Édition originale.
Envoi a. s. : à mon bon ami Eugène Devéria. Victor
Eugène Devéria fut un des plus beaux espoirs du romantisme naissant, écrit Théophile Gautier en 1865. L’ombre et l’oubli se sont déjà faits depuis de longues années sur ce nom qui se leva dans une aurore de splendeurs, d’admirations et d’enthousiasmes. – Nul début ne fut plus brillant et ne fit de telles promesses.
L’année des Orientales, Eugène Devéria était considéré, avec Eugène Delacroix, comme un des jeunes maîtres de la nouvelle peinture – Devéria avait même pris le pas sur son ainé avec sa Naissance de Henri IV. Le tableau lui avait alors assuré la gloire du Salon de 1827, symbolisant une des grandes victoires de l’École romantique. Le jeune et talentueux peintre de 22 ans ne dépassa point son premier effort. Son coup d’essai fut son chef-d’œuvre, sa victoire fut passagère et le champ de bataille resta à Delacroix – lui qui avait accroché, dans ce même Salon de 1827, La Mort de Sardanapale…
Après une dizaine d’années de commandes officielles qui l’amenèrent progressivement à se consacrer à des compositions religieuses (décorations de Notre-Dame-de-Lorette à Paris ou Notre-Dame-des-Doms d’Avignon), Devéria se convertit de tout, devint un farouche calviniste et s’en alla, à l’ombre des Pyrénées, étreindre l’oubli.
Victor Hugo aimait Eugène Devéria, aussi bien que son frère Achille, ou leurs petites sœurs Désirée, Octavie, Laure, bref, Victor Hugo aimait toute la maison Devéria – elle était un des foyers du romantisme, mieux, le romantisme était chez lui chez les Devéria comme le rappelle Gautier.
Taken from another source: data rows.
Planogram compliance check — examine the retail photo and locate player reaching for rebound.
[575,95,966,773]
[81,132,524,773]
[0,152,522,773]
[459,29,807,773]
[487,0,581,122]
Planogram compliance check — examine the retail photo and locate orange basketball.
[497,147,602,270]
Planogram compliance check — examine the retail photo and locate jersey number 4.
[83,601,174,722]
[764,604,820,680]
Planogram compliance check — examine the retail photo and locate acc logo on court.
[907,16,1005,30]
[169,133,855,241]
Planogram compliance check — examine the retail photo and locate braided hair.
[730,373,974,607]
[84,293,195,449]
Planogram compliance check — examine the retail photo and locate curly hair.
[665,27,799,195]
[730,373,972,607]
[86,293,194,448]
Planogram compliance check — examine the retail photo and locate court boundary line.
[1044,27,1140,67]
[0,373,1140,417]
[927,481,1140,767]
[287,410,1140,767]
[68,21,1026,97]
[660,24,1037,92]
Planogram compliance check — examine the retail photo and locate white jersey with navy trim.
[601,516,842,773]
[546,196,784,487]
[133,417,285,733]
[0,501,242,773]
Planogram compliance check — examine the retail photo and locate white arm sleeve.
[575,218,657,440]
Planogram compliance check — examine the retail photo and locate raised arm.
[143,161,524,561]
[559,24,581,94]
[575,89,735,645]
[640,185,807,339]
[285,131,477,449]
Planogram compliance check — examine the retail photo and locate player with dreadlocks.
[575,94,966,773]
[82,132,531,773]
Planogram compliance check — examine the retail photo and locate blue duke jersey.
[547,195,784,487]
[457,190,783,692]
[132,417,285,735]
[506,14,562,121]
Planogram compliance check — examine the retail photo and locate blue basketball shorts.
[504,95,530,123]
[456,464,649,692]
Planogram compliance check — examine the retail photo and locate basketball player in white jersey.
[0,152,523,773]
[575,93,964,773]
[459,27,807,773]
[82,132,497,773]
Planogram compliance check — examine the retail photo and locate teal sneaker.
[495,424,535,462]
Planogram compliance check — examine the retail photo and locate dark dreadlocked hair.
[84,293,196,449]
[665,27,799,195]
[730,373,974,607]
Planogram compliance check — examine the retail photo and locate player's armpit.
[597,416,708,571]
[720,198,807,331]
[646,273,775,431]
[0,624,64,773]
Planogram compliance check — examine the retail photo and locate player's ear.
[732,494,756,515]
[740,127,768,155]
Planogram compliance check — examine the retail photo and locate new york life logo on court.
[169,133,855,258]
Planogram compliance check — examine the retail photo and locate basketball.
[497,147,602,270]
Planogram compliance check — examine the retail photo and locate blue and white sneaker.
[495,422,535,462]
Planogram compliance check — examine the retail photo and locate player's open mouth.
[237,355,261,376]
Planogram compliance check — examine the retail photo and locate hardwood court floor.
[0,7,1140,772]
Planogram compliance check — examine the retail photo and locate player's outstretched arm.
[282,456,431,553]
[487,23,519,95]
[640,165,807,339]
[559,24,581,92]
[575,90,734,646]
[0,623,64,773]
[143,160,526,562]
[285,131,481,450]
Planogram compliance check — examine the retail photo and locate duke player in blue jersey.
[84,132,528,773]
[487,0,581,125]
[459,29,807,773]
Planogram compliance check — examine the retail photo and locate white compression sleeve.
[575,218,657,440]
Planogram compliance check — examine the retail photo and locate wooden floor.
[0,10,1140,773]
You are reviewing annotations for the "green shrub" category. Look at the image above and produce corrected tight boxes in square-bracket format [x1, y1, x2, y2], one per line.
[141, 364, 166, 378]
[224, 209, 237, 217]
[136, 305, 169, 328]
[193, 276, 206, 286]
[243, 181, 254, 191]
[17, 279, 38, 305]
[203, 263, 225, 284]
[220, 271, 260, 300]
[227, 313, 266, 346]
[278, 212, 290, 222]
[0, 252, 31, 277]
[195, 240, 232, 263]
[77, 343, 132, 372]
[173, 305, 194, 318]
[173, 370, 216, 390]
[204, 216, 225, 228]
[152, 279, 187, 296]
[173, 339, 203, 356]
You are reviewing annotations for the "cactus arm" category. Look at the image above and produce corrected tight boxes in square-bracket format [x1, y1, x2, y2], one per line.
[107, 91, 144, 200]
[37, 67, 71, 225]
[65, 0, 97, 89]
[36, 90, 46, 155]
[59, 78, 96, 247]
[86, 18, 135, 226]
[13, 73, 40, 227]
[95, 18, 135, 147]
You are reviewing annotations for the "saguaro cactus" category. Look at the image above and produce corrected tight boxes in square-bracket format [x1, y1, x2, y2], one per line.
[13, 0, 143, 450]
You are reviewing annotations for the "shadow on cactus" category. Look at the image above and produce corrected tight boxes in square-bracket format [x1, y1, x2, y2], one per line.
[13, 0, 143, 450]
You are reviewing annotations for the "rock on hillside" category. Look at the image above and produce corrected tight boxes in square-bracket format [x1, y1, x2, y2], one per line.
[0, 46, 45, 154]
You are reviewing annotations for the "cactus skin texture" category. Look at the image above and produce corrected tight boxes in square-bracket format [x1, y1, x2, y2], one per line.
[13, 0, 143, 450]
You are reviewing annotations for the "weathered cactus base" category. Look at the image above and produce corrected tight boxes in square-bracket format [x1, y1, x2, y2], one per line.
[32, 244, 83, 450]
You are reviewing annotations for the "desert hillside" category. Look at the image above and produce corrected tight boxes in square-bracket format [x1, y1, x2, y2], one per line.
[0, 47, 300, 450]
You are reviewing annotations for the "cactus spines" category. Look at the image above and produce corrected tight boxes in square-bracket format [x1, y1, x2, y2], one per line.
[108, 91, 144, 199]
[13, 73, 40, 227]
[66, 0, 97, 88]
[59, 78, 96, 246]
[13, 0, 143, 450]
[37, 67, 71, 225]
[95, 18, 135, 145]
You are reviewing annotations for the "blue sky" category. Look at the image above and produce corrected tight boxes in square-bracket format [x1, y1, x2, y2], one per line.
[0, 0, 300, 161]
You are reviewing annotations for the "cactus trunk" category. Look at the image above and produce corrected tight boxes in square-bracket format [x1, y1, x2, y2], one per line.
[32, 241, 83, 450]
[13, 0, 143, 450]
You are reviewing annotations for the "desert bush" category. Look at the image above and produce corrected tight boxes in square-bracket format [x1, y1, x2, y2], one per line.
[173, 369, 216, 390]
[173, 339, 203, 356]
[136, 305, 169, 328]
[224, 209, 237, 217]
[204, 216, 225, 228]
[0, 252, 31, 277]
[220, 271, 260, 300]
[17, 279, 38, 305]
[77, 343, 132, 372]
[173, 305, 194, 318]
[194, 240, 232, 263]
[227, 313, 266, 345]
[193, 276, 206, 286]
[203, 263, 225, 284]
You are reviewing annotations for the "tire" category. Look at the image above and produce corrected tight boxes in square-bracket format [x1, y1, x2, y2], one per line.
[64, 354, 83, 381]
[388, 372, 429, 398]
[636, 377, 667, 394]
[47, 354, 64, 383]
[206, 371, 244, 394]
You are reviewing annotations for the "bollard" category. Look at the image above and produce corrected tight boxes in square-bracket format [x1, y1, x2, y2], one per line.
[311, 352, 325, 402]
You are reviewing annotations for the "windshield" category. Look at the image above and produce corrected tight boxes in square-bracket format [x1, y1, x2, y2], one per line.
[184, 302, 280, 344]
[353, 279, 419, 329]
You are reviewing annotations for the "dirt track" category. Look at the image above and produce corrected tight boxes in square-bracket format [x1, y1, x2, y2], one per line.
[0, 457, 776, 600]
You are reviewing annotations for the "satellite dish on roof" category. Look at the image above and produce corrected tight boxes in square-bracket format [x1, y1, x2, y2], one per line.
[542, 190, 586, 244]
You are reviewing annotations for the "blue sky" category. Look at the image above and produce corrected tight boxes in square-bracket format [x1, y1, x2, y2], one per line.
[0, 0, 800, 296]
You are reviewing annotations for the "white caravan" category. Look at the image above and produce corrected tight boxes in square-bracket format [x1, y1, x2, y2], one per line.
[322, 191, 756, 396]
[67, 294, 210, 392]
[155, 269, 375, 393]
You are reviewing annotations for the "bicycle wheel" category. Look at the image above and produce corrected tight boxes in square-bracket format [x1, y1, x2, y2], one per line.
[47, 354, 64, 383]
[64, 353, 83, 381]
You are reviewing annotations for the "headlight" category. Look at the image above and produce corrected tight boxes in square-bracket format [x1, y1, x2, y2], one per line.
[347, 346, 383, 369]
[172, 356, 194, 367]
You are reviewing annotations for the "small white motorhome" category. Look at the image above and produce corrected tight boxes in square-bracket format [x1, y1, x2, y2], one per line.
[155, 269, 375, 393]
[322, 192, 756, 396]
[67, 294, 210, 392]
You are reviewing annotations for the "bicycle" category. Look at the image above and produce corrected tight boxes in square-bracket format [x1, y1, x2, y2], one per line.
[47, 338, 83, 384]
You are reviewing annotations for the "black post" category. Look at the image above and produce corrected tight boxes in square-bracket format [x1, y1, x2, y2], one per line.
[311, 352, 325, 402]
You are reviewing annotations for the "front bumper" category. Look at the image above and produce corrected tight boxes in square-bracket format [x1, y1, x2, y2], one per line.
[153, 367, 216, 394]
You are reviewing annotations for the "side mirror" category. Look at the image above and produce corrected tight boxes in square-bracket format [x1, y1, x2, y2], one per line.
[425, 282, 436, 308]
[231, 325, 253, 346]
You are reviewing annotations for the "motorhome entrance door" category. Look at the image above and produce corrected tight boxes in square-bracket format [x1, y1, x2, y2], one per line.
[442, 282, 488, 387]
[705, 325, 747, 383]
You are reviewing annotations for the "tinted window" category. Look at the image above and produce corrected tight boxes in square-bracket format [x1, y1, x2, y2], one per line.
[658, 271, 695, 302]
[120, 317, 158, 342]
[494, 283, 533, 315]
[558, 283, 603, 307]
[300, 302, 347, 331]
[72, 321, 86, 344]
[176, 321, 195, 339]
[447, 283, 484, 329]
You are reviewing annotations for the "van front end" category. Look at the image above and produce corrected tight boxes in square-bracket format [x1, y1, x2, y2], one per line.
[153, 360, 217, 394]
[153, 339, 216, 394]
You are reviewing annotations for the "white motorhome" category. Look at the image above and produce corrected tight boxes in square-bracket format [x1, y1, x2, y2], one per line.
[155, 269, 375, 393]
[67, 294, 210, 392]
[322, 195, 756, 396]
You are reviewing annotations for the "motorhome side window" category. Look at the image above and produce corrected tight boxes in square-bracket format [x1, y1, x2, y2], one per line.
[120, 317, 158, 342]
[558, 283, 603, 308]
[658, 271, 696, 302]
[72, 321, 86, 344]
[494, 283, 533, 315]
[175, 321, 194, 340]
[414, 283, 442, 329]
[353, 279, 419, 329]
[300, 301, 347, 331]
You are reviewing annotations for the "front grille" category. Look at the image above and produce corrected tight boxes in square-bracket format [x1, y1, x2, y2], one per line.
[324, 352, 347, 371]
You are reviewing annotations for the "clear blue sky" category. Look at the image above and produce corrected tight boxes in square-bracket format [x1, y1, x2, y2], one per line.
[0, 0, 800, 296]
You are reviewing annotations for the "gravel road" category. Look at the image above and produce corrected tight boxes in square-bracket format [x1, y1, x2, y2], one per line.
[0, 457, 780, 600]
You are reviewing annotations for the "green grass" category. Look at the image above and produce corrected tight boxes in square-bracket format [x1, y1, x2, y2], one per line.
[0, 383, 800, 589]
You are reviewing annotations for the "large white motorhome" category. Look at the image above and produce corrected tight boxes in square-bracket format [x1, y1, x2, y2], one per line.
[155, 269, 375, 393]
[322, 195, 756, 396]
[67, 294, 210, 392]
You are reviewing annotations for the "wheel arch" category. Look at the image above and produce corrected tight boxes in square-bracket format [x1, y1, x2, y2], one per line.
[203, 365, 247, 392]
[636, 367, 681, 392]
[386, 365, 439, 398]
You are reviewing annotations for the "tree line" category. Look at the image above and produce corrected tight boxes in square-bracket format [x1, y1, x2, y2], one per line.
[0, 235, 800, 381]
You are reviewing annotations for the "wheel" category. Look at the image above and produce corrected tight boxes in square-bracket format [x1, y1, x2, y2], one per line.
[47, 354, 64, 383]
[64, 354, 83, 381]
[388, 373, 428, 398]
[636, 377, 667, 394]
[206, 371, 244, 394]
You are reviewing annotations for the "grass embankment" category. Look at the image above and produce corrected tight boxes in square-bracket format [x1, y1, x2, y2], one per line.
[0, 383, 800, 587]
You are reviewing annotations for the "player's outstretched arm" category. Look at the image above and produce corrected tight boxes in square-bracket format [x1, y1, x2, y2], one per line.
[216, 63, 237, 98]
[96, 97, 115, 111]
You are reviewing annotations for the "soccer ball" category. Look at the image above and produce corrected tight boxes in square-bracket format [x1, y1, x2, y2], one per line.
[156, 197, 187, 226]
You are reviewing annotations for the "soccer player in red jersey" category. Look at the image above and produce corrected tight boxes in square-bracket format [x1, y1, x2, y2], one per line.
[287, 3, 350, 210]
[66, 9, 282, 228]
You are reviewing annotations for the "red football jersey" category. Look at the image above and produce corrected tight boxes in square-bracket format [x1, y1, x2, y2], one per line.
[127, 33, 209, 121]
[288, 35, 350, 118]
En 1826, Hugo s’était installé avec les siens rue Notre-Dame-des-Champs, non loin des Devéria. Sainte-Beuve avait fait de même. Rue de Fleurus il y avait l’atelier de David D’Angers (où Balzac viendra poser en 1842 (sur le site aussi)), Louis Boulanger partageait celui d’Eugène. On avait à peine un quart de siècle et déjà des petits, des omelettes providentielles que l’on arrosait de rhum d’une maison à l’autre et des poulets à la crapaudine qu’on allait partager à la barrière Montparnasse chez la mère Saguet. On y voyait Mérimée cuire des macaronis, Musset ses premiers vers ou Lamartine changer l’eau de bohème en vin de Mâcon. La nuit venue, avant que Borel ne hurle à la lune, on entendait encore Deschamps et Planche (Gustave, plus loin) s’entretenir de rimes pour endormir les enfants.
On comprend qu’Hugo, dans ce climat d’intimité, n’ait eu besoin d’ajouter son patronyme à la dédicace de cet exemplaire des Orientales – ce livre inutile de pure poésie.
A l’origine le volume était dans une grossière basane calviniste, explosée ; plutôt qu’une reliure pastiche on a osé le brocart ancien qui s’accorde parfaitement avec les tranches rouges d’origine. On a peut-être un peu déraillé, tant pis, on aime assez.
Une trace angulaire de mouillure claire sur les premiers feuillets, des rousseurs sur les trois premières pages et le frontispice.